Pertimbangan apakah kasus akan diselesaikan di pengadilan ataukah
dengan cara perdamaian perlu dibahas pada waktu tersebut. Kasus yang secara
nyata merupakan kesalahan pihak medis dan dinilai "undefensable" sebaiknya
diselesaikan dengan cara non litigasi. Sebaliknya, kasus yang secara nyata tidak
memiliki titik lemah di pihak medis dapat dipertimbangkan untuk diselesaikan
melalui sidang pengadilan.
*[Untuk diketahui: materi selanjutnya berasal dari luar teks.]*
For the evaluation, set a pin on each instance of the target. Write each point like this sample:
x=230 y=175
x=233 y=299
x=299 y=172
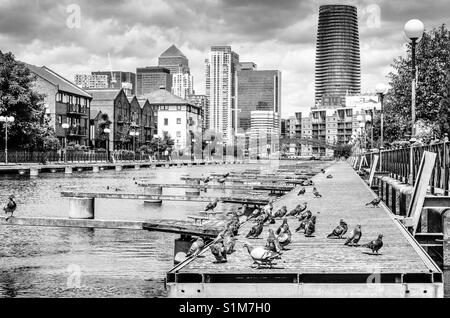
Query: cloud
x=274 y=34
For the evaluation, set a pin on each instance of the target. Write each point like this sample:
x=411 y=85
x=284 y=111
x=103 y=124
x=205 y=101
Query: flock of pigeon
x=279 y=240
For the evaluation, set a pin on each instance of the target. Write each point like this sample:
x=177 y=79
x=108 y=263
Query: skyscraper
x=178 y=65
x=150 y=79
x=221 y=67
x=338 y=69
x=257 y=90
x=107 y=80
x=174 y=60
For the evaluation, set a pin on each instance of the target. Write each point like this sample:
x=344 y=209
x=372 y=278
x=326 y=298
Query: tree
x=433 y=85
x=31 y=129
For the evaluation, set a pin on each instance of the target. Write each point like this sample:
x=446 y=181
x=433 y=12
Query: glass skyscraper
x=338 y=68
Kadang-kadang terdapat kasus "abu-abu" atau "kasus
ringan" yang penyelesaian cara non litigasi mungkin akan lebih "menguntungkan"
dari segi finansial daripada memilih cara penyelesaian litigasi.
Guna menghadapi hal itu, organisasi profesi (PDSp) membentuk semacam
"dewan pakar" atau "dewan kehormatan pembina", yang akan menilai kasus dari
sisi profesi dan kemudian akan menjadi saksi ahli - menyampaikan hasil
pembahasan peer-group tersebut kepada penyidik.